If there is going to be a turnaround and a change in how things are going don't look at things like how often Oregon's QB is pressured or how well we're running the ball. Instead, look for these things:
  • Oregon causing havoc, especially with their defensive line. Getting sacks here would be a huge change for this Oregon defense, even moreso considering how good Colorado is.
  • Oregon getting solid stops - especially in the red and orange zones.
  • Oregon getting explosive plays, especially running the ball. Oregon has one run of greater than 20 yards so far this season - and that was by Taylor Allie. Changing this would be hugely different compared to the prior 4 games.
  • Oregon's offense getting any major success on passing downs.
If you see those sorts of things that's a very good sign that Oregon's coaching and playcalling have changed significantly from the earlier season and that Oregon can have a turnaround.
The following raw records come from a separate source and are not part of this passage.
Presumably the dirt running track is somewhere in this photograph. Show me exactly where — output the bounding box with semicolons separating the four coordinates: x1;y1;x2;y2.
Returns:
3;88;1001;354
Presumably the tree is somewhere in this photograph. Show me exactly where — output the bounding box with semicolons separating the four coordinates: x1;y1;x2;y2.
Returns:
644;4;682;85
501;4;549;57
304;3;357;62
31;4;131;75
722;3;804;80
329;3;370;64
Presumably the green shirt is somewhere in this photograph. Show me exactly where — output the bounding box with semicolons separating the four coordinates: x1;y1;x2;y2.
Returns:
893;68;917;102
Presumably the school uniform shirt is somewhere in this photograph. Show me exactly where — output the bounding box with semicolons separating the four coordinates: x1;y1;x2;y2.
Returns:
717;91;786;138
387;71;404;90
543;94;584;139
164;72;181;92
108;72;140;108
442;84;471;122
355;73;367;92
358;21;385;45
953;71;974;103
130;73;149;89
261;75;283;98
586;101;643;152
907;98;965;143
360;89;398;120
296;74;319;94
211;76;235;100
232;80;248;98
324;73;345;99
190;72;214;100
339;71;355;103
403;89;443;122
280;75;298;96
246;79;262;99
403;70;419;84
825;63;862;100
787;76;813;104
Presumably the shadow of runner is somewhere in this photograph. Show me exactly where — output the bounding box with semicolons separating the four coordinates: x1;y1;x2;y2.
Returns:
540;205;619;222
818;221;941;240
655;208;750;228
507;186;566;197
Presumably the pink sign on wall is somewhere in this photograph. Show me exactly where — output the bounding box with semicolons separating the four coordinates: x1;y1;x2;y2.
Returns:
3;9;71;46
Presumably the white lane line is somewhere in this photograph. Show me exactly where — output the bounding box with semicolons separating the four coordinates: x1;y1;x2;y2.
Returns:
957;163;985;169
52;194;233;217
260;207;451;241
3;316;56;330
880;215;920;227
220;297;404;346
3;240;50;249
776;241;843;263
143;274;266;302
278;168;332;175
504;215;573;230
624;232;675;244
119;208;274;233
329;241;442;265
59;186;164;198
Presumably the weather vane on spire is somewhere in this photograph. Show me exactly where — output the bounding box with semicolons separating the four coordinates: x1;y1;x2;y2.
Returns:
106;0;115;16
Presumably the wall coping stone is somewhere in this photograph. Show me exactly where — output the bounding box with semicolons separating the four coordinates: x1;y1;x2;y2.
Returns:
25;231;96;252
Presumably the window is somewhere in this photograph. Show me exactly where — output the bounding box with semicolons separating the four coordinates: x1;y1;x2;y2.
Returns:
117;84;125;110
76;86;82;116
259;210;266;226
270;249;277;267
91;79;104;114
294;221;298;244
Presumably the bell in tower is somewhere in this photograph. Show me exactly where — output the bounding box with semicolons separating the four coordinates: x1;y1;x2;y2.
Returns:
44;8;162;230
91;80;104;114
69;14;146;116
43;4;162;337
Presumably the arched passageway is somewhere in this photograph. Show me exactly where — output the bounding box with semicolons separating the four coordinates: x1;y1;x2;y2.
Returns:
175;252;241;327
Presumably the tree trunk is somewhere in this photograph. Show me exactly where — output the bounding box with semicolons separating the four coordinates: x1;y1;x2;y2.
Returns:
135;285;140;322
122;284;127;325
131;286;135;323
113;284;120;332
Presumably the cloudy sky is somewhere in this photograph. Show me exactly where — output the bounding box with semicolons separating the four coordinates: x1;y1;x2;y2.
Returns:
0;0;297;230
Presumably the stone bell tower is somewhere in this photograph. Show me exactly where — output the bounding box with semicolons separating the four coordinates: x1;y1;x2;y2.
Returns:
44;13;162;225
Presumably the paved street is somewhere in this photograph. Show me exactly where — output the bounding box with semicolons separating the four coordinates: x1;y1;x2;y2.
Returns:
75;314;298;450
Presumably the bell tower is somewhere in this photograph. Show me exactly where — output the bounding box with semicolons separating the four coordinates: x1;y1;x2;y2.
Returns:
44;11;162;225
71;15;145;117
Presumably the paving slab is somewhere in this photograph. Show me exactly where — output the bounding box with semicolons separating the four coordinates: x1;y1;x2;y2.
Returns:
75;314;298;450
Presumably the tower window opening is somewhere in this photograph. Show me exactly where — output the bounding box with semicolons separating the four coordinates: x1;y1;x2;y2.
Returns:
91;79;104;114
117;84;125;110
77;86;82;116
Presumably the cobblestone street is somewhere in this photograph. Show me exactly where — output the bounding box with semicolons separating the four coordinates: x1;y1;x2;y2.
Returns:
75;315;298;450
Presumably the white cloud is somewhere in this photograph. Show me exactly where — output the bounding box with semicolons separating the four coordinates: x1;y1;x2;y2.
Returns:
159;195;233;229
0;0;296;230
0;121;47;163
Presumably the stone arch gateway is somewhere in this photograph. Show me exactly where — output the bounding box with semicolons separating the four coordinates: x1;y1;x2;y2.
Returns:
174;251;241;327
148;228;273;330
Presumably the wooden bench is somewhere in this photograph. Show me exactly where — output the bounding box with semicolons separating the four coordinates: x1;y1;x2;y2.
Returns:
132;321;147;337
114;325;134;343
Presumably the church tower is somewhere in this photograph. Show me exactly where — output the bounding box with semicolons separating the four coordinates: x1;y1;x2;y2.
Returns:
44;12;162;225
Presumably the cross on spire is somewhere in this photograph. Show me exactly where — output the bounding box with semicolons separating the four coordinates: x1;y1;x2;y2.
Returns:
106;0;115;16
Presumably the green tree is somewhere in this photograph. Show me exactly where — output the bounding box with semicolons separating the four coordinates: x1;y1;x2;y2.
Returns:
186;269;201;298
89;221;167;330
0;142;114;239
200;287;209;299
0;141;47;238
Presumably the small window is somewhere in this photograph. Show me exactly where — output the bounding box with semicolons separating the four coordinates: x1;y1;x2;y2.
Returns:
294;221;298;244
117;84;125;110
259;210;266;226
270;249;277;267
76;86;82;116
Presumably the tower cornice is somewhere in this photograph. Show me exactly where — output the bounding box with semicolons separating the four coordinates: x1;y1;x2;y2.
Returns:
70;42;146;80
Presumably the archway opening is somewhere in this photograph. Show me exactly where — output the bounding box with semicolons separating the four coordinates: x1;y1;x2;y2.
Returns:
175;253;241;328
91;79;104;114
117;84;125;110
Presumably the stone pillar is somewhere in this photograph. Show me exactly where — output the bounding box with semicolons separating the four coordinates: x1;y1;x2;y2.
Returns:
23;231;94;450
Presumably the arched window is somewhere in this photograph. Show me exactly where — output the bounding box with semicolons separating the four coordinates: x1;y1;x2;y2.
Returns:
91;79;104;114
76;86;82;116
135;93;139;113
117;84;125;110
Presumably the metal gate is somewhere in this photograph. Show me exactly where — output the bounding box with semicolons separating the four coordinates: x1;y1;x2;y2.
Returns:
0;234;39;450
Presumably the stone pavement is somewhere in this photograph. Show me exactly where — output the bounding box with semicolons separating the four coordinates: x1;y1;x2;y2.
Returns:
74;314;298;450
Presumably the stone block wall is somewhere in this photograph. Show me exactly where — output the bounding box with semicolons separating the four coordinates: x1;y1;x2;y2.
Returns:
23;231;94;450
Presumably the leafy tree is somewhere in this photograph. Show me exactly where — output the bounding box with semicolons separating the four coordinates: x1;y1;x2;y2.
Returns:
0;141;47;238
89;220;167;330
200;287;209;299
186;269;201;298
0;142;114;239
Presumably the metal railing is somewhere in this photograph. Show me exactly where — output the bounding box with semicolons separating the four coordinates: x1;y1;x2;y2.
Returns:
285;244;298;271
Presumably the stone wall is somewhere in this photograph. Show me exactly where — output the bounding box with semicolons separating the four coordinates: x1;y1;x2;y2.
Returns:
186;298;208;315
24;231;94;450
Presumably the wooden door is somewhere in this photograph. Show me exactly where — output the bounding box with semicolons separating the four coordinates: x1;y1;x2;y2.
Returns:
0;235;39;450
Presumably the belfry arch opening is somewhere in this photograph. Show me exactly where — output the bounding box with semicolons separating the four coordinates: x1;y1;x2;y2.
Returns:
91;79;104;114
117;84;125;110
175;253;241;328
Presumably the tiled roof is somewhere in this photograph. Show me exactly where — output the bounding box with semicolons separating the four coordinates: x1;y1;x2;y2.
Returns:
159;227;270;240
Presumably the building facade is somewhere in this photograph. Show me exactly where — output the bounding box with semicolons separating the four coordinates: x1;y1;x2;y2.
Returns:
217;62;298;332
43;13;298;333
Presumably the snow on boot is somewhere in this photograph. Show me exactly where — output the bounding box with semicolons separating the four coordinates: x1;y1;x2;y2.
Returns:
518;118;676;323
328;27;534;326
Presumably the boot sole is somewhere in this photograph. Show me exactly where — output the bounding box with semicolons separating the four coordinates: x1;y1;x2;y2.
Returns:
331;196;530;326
If you don't see those things, chances are good that Oregon is what we think they are.

Per S+P, Oregon has a 67% chance of winning and about a 7.5 point advantage on the road. S+P doesn't do individual matchups the same way I do, however, so there are some things to take heart on.

The spread is currently 7. Given the advantage in running attack I think that Oregon covers. But if Oregon makes a lot of mistakes or turns it over - something that Colorado is pretty decent at causing - I could easily see Oregon losing. My prediction is that they win.